Sweetcorn & Carrot Muffins
Prep time
Cook time
Total time
Delicious gluten and dairy free savoury muffins packed with sweetcorn and carrots. Perfect for lunch boxes or to take out on a picnic!
Serves: 12
  • 2 medium eggs
  • 150ml / 0.5 cup non dairy milk
  • 75g / 0.5 cup dairy free spread, melted
  • 2 spring onions, chopped
  • 140g / 1 cup sweetcorn
  • 1 large carrot, grated
  • 250g / 2 cups gluten free plain flour
  • 2 tsp baking powder
  • ½ tsp paprika
  • 1 vegetable stock cube
  1. Preheat the oven to 180c / 350f and line a muffin tin with 12 muffin cases.
  2. Gently whisk the eggs in a large bowl and stir in the milk and melted butter.
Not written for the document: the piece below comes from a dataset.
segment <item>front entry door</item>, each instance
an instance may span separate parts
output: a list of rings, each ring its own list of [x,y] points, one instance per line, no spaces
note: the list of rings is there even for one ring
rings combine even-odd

Mix in the spring onion, sweetcorn and grated carrot and mix well.
  3. Finally, add in the flour, baking powder and paprika, then crumble in the stock cube and mix just enough until all the ingredients have combined.
  4. Divide the mixture between the 12 muffin cases and bake in the oven for 20-25 minutes until cooked through (a skewer stuck into the middle should come out dry).
  5. Store the muffins in an airtight container for 2 days or freeze individually and leave out to defrost overnight.